| 2004年03月25日(木) |
四月になれば彼女は公演パンフレットご挨拶 |
今年の1月6日に3人目の子どもが出来ました。拓矢という男の子です。 ハッキリ言ってものすごくかわいいです。間違いなく親のひいき目ですが(笑) 親になると言うことは、正直こんなに楽しいことだとは思いませんでした。
モンゴル800の「小さな恋の歌」ありますが、生まれたての娘に書いた曲です。 彼が何故こんな歌を書いたのか、その心境がとても良く分かります。
子どもは親の知らない間に勝手に大きくなります。そして一緒に時間を過ごしていくことで、気が付いたら自分達も子どもから「とうちゃん」「かあちゃん」とよばれ、子どもに親にさせてもらうんだなあと、そして、子どもと一緒に成長していくんだなあと感じます。
子どもたちと過ごしていると、自分の今まで生きてきた証をこの世に残せたと言う安堵感と、いつまで一緒にいられるんだろうという不安感が同時に押し寄せることがあります。 それは同時にオスとしての役割の終わりを感じ、そして自分がこの世からいなくなってしまうことを強烈に意識する瞬間でもあるわけで、そう思った時、親は「個」になって自分自身の人生を振り返ったり、この先の人生を考えてみたりするもんです。
自分はもともと臆病者なので、親が子どもを庇って代わりに刺されたとか、そう言うたぐいのニュースを見る度に、どっからそんな勇気が出てくるんだろうと思ってました。 でもそれは勇気とか呼ばれるような生半可なものではなく出来る限り自分の記憶(DNA)をこの世に残しておきたいと言う本能とも言うべき欲求が、いざという時に自分の身よりも子どもの身を庇うんだろうと、最近思えるようになりました。
基本的に親が子どものことを考える時、子どもの存在そのものを全肯定するところからスタートするんだなと。 子どもがいなくなることは自分がいなくなることに等しいんだと。 それは親がいなければ自分がこの世に存在しないことと同じなんだと思うのです。 だから存在を肯定する所からスタートしていくんだと思うのです。
そして思うのです。 子どもたちに自分達は何を残してあげられるんだろうかと。 今の世の中をそのまま次の世代に渡してしまうのはあまりに申し訳ないような気がします。 環境でも社会システムでも家の作りでも何でもいいから、何か一つでも多く子どもたちの為にいいものを残してこの世を去りたいもんだと思います。 芝居もその一つだと思うのです。
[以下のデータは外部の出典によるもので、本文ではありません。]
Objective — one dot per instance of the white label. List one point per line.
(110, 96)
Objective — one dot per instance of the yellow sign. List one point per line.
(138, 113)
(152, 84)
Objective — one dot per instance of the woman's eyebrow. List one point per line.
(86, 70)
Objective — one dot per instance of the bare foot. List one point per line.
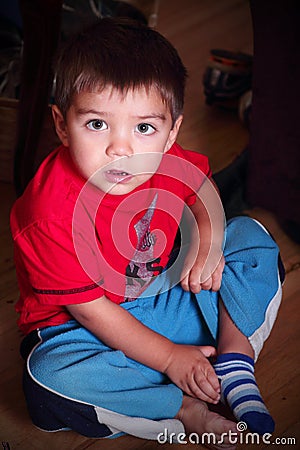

今回の物語は、15年ぶりに帰ってくる母親と子どもたちの物語です。 15年と言うのは途方もない時間です。 こんなに離ればなれになった親子がまず最初にする会話はいったいどんな会話なんでしょうか?
そう言えば、間もなくペナントレースも始まります。 今年はドラゴンズやってくれそうでワクワクします。 落合監督の言葉は、こうして芝居で演出したり集団をまとめていくと言う上では、とても参考になることばかりです。 そして今年は50年ぶりの日本一奪回へ動き始めます。 劇団Beansも同じように成長していきたいと思っています。
この先何年劇団Beansを続けていけるか分かりませんが、この劇団Beansとともにみなさんとドラゴンズの優勝を祈り・・・あ、違った、この劇団Beansとともにみなさんと一緒にこれからの混沌とした世界を見つめ続けていきたい。 そして、子どもたちに何かを残して行きたいと思います。 手始めに次回公演はオリジナルの台本でやってみようと思っています。
本日はご来場誠にありがとうございました。 こうして芝居を続けていけるのも今日この日、ここに集まって下さった皆様あってのことです。 感謝の言葉につきません。 ごゆっくり御覧下さい。